Yet, the Budget chose the pragmatic route to allay the anxieties of the vulnerable in the aftermath of demonetisation, announcing a rise in public investments in irrigation and infrastructure, as well as schemes like MGNREGA, while not straying from the fiscal discipline path.
IT relief for majority
Mr. Jaitley granted considerable tax relief to people in the lowest tax bracket with an annual income of less than ₹five lakh, halving the minimum personal income tax rate to 5% from 10%. Effectively, those with an annual income of ₹4.5 lakh could have zero tax liability if they tap the tax exemptions available for investments under section 80 C of the Income Tax Act. An additional 10% surcharge has been levied on individuals with declared incomes between ₹50 lakh and ₹1 crore
The tax rate for medium and small enterprises, with an annual turnover of up to ₹50 crore, has been slashed to 25%. Significant sops have also been announced for affordable housing that has been granted ‘infrastructure’ status.

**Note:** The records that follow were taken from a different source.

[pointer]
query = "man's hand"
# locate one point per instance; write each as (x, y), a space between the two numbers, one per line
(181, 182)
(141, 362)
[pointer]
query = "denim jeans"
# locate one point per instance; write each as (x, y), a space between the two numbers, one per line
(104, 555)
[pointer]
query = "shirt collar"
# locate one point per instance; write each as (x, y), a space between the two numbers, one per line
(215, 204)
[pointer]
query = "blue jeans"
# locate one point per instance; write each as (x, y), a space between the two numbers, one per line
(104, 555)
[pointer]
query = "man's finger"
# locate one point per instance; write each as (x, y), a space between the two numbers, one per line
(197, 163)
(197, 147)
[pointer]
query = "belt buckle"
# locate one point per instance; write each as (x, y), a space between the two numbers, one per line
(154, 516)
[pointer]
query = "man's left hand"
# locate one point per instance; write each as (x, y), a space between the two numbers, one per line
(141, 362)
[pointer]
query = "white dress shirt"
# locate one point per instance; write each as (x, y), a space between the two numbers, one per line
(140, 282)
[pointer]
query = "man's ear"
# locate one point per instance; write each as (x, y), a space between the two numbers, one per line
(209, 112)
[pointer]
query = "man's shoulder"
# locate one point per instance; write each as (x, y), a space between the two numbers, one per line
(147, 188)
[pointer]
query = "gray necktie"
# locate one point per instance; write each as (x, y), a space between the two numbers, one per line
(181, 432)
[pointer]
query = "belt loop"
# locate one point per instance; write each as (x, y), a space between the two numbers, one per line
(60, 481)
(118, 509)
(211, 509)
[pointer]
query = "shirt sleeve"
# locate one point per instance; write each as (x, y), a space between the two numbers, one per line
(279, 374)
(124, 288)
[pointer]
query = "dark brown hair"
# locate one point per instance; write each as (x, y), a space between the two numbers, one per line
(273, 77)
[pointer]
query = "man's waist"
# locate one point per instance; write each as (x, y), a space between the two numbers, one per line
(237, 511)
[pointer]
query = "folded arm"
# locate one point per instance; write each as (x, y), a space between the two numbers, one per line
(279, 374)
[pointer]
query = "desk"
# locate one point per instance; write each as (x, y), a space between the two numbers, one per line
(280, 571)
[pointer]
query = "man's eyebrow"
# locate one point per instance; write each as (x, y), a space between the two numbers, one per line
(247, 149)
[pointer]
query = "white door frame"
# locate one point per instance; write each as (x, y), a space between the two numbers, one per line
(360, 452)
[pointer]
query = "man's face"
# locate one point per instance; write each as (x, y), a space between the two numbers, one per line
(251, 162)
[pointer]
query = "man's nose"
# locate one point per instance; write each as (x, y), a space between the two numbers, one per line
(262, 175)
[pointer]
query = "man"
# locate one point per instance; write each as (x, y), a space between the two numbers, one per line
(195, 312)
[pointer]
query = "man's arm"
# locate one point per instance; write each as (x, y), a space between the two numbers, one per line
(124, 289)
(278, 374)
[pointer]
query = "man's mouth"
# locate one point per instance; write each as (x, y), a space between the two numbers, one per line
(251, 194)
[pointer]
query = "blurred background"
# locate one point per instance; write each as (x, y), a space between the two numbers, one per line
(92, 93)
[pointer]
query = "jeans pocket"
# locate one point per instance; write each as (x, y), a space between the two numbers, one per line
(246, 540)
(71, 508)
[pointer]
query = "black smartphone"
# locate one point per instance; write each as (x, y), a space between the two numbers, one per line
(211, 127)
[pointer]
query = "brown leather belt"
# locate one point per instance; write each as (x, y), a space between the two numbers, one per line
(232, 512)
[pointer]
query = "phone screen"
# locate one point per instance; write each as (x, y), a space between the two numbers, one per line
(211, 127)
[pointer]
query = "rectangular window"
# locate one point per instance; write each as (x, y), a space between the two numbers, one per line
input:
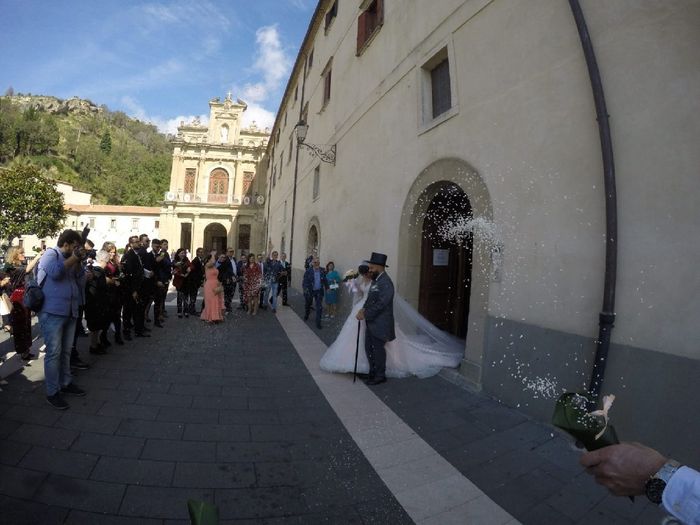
(330, 15)
(248, 177)
(440, 88)
(368, 23)
(309, 61)
(317, 182)
(327, 74)
(244, 237)
(190, 174)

In the first Union Budget to incorporate the traditional Railway Budget, Mr. Jaitley admitted that demonetisation has temporarily impacted the economy, But he delivered follow-through actions, including a ban on cash transactions of over ₹3 lakh, in line with the recommendations of the Special Investigation Team on Black Money. Steps were also announced to cut the cost of digital payments and discourage business expenses over ₹10,000 being paid in cash.
Pursuing the Budget theme of “Transform, Energise and Clean India’’, Mr. Jaitley promised a tough new law to deal with “big time offenders, including economic offenders, fleeing the country to escape the reach of law.” The government, he said, is considering legal changes to confiscate the assets of such individuals.
As part of the effort to clean-up the political system, the cash donation limit for political parties from a single person was slashed from ₹20,000 at present to ₹2,000, with the Minister asserting this would bring transparency in electoral funding. Changes have also been mooted to the Reserve Bank of India Act to float electoral bonds that people could purchase from banks and can be redeemed by political parties who receive them.
While the bad bank for non-performing assets recommended in the Economic Survey found no space in the Budget, the FM permitted banks to claim higher provisions for non-performing assets in their tax computations. He also allocated ₹10,000 crore for recapitalisation of banks and mooted a tax on interest receivables on actual basis instead of accrual basis, which would help bank balance sheets.